"DGP": Słabsze media, słabszy opór
Ziobryści mają nowy pomysł utemperowania mediów. Jest nim danina od reklam - podaje "Dziennik Gazeta Prawna".
Zdaniem "DGP" pomysł opodatkowania reklam zrodził się w środowisku Solidarnej Polski, która była dotychczas najgorętszym orędownikiem dekoncentracji jako metody wywierania wpływu na media. Teraz - jak pisze dziennik - zmienia zdanie, bo dekoncentracja staje się coraz mniej realna, m.in. po ostatniej krytyce ambasador Stanów Zjednoczonych w Polsce Georgette Mosbacher.

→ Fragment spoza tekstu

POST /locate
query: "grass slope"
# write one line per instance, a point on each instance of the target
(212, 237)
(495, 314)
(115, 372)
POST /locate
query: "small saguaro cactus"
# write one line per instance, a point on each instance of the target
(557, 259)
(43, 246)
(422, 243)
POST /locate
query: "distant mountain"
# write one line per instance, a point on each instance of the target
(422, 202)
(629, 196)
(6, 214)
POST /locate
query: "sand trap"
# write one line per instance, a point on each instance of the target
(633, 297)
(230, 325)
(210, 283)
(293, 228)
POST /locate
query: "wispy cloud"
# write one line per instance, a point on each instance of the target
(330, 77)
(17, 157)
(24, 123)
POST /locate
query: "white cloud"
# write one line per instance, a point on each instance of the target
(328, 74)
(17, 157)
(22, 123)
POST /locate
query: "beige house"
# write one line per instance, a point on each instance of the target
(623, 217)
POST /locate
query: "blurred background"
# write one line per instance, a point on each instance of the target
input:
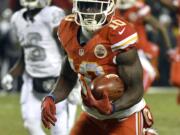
(161, 96)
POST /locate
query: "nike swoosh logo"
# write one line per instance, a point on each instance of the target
(122, 31)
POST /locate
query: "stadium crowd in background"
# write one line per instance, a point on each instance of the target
(166, 13)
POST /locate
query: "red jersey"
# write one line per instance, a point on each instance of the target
(97, 56)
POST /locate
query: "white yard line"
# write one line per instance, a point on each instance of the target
(163, 90)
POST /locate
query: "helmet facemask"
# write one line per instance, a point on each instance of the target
(125, 4)
(92, 14)
(32, 4)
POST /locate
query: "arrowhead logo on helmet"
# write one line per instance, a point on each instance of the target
(92, 14)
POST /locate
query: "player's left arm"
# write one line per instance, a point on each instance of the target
(130, 70)
(155, 23)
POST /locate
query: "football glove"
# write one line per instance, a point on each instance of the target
(7, 82)
(48, 111)
(148, 118)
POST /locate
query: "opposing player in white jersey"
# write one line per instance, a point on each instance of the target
(40, 64)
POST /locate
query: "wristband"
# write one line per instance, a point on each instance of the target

Jako model daniny od reklam źródło "DGP" podaje podatek handlowy od obrotów z handlu detalicznego, który miałby obowiązywać od przyszłego roku. W przypadku mediów mechanizm działania byłby analogiczny: oprócz już obowiązujących danin firmy musiałyby odprowadzać określony procent obrotów ze sprzedaży czasu reklamowego, powierzchni reklamowej i reklam internetowych.
"Ten podatek płaciłby każdy, kto sprzedaje reklamy: media braci Karnowskich tak samo jak TVN" - powiedziała gazecie osoba zbliżona do kierownictwa Solidarnej Polski. "DGP" zwraca uwagę, że danina najsilniej uderzy w najmniejsze media, które nie będą w stanie przerzucić jej na klientów.
"DGP" podkreśla, że podatek od reklam, podobnie jak podatek handlowy, też może się nie udać od razu, co nie znaczy, że nie uda się wcale. "Na początku pierwszej kadencji PiS na prawicy powstał pomysł założenia własnego domu mediowego, lokującego w mediach budżety marketingowe spółek Skarbu Państwa. Branża krytykowała go jako trudny do realizacji na już podzielonym rynku. A jednak pod koniec ub.r. PKN Orlen i PZU założyły agencję Sigma Bis, która w br. realizuje już kampanie reklamowe" - zauważa gazeta.